Looked at in the light of these observations, I do not think that the delay between 8th October, 1996 when the applicants were informed that the proceedings were ready and the 4th November, 1996 when they actually paid for the same, is such an inordinate delay as would deprive the applicants of the exercise of my discretion. I have said that the reason the applicants have given in explanation of the delay is not acceptable, but that, in my view is not the end of the matter.
The court is still entitled to look at the nature of the delay itself and if satisfied that the same is not inordinate, the court is still entitled to exercise its discretion in favour of an applicant. In this case, it is to be remembered that the delay was punished when the appeal was struck out and thereafter the applicants acted with reasonable promptitude.

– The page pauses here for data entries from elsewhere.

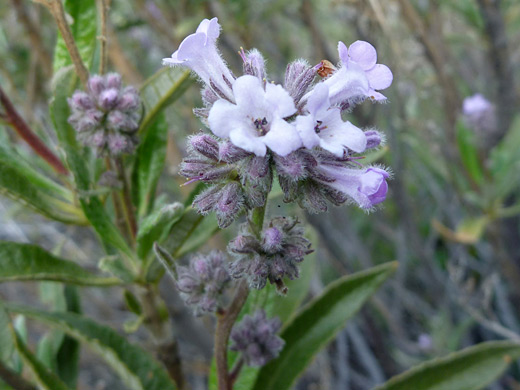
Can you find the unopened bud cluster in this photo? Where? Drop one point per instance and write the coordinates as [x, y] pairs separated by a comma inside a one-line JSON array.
[[202, 284], [107, 115], [255, 337], [272, 256]]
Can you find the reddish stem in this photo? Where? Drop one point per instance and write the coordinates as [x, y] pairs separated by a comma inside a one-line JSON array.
[[23, 129]]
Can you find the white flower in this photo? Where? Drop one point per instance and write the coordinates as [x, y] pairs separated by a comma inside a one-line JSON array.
[[256, 122]]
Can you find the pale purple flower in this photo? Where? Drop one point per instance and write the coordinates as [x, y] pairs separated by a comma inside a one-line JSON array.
[[256, 122], [199, 52], [359, 75], [323, 126], [367, 187]]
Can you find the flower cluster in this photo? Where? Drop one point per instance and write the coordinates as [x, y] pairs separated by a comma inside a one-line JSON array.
[[255, 337], [295, 130], [273, 255], [202, 283], [107, 115], [479, 113]]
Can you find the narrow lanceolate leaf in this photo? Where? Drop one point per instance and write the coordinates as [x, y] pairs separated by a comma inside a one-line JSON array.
[[470, 369], [149, 164], [317, 324], [30, 262], [136, 367], [162, 89], [92, 206], [83, 27], [45, 378], [6, 336]]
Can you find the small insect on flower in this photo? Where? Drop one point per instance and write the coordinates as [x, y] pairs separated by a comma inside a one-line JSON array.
[[326, 69]]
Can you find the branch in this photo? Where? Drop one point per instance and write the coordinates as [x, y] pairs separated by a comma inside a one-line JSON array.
[[23, 129]]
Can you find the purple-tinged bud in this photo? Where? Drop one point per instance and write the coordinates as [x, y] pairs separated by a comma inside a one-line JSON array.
[[230, 204], [230, 154], [113, 80], [298, 78], [96, 84], [255, 338], [273, 240], [374, 138], [202, 284], [106, 116], [207, 199], [254, 63], [81, 101], [108, 99], [273, 257], [205, 145]]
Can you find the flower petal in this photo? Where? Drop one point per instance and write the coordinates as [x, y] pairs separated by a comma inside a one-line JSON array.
[[211, 28], [279, 100], [245, 140], [363, 54], [282, 138], [248, 92], [319, 100], [380, 77], [223, 117]]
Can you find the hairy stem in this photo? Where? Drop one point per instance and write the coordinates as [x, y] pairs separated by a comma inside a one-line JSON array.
[[127, 199], [226, 319], [225, 322], [22, 128]]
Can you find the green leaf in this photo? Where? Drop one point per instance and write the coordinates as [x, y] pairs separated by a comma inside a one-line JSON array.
[[468, 152], [6, 337], [149, 164], [470, 369], [136, 367], [30, 262], [92, 206], [317, 324], [504, 162], [23, 184], [156, 226], [83, 27], [43, 375], [162, 89]]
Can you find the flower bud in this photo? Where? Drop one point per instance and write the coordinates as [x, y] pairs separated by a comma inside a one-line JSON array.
[[202, 284], [255, 338]]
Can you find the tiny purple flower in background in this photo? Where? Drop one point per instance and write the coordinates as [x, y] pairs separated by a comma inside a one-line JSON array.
[[324, 126], [479, 113], [256, 122], [202, 283], [107, 116], [255, 338], [199, 52]]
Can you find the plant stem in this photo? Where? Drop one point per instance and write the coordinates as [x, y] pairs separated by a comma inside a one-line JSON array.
[[57, 11], [127, 199], [103, 13], [22, 128], [227, 318], [225, 322]]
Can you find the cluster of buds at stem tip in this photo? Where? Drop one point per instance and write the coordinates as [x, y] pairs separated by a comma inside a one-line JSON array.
[[271, 256], [256, 339], [296, 130], [106, 116], [237, 180]]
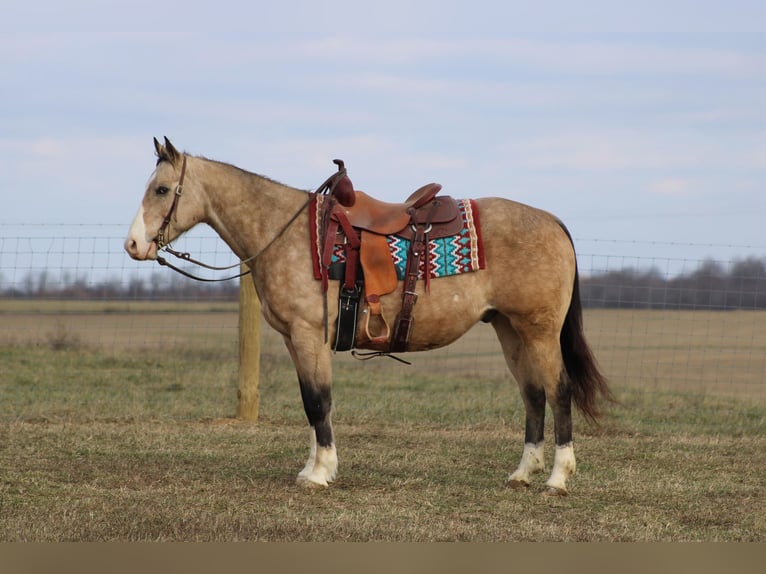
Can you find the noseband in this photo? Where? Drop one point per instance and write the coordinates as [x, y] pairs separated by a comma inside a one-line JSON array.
[[160, 239]]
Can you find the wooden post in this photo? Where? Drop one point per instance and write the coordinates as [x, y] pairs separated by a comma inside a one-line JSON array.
[[249, 349]]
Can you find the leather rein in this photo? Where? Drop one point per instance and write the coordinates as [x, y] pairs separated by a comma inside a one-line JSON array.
[[162, 245]]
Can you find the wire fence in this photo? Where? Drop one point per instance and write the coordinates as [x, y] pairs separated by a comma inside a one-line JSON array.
[[680, 317]]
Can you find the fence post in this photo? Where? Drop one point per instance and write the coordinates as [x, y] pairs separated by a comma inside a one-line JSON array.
[[249, 349]]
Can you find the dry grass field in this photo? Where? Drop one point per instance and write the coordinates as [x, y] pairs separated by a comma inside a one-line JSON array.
[[116, 425]]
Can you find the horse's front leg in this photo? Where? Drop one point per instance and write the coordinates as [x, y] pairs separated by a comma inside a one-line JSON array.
[[313, 364]]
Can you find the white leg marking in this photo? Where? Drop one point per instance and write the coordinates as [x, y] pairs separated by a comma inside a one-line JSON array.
[[321, 467], [309, 468], [564, 466], [532, 461], [138, 244]]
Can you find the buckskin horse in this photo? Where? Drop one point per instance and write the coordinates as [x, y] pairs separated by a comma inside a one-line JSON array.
[[527, 289]]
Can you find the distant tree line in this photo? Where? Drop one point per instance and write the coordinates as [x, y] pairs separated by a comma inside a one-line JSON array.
[[739, 285], [710, 286], [159, 286]]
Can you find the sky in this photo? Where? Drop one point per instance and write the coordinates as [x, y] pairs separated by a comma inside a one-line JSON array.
[[642, 125]]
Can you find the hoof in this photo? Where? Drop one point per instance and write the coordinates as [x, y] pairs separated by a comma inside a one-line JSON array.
[[307, 484], [517, 484], [555, 491]]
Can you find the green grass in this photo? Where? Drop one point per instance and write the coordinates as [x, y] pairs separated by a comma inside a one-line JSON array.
[[103, 440]]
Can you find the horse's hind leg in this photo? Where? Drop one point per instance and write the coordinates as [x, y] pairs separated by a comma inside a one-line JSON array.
[[312, 361], [532, 460], [536, 363]]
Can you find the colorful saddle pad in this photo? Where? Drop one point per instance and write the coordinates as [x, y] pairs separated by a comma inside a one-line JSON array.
[[461, 253]]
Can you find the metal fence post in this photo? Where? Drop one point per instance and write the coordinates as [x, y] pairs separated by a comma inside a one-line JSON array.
[[249, 349]]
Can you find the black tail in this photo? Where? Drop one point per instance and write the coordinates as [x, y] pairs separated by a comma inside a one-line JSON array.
[[588, 382]]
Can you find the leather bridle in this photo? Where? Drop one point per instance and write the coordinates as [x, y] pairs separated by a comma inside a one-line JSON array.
[[160, 239], [162, 245]]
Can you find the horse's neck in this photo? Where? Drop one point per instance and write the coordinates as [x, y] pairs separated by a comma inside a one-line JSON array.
[[247, 210]]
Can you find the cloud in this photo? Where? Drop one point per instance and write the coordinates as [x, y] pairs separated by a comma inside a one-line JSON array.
[[676, 187]]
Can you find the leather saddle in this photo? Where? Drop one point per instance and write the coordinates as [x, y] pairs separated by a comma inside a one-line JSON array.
[[362, 223]]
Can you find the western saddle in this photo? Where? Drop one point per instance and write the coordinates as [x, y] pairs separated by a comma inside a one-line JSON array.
[[361, 224]]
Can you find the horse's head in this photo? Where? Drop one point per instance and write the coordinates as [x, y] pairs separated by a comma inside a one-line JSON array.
[[163, 214]]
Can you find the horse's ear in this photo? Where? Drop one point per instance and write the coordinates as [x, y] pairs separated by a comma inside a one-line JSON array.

The other ground urged by Mr. Inamdar in opposition to the application is that it would be unjust to the 3rd respondent to grant the orders sought. The increases to the postal tariffs were to come into force on the 2nd May, 1995. Since then the 3rd respondent has not been able to effect the increases and it is alleged the 3rd respondent is losing KShs. 3 million daily. If I extend the time, the 3rd respondent will continue to suffer that loss and the applicants will not be able to compensate the 3rd respondent. Costs in the High Court have been taxed at KShs.834,908.00; those costs have not been paid. The costs of the appeal which was struck out are likely to be taxed at Kshs.500,000.00. There is nothing to show that the applicants will be in a position to pay these costs, let alone the daily loss the 3rd respondent says it is suffering. It would be accordingly unjust for me to lengthen this litigation any further.
I think the answer to these contentions must be that the applicants have a right of appeal and these cannot be valid reasons for taking away that right from them. It is undoubtedly true that the 3rd respondent has the judgment of the High Court in its favour, but in this application, I am not dealing with the issue of whether or not that judgment ought to be enforced. That is a totally separate matter and if and when it comes up for consideration, I have no doubt it will be dealt with according to its merits. Again it is true that the orders sought to be challenged on appeal were made way back in 1995, but thereafter the proceedings were not made available to the applicants until the 8th October, 1996; the applicants cannot be blamed for that. The appeal was filed on the 18th December, 1996 and it was struck out on the 15th April, 1997. It was struck out on the application of the 3rd respondent. That application was not filed in court until the 8th April, 1997; that was just about one week before the hearing of the appeal. The application to strike out could have been filed much earlier. I think I have said enough to show that I am of the view the orders sought by the applicants ought to be granted. I have not found it necessary to refer to the authorities cited by Mr. Inamdar; this is not out of disrespect to his industry and research. It is just that we have sufficient authorities of our own on the subject and I see no occasion for seeking elucidation from elsewhere.
My decision on the motion before me shall be that the motion is allowed and the notice of appeal must be filed within three days from the date hereof. The record of appeal must be lodged within fourteen days from the date of filing the notice of appeal. The costs of the application shall be in the intended appeal. Those shall be my orders.
Dated and delivered at Nairobi this 25th day of April, 1997.
R. S. C. OMOLO
JUDGE OF APPEAL
I certify that this is a true copy of the original.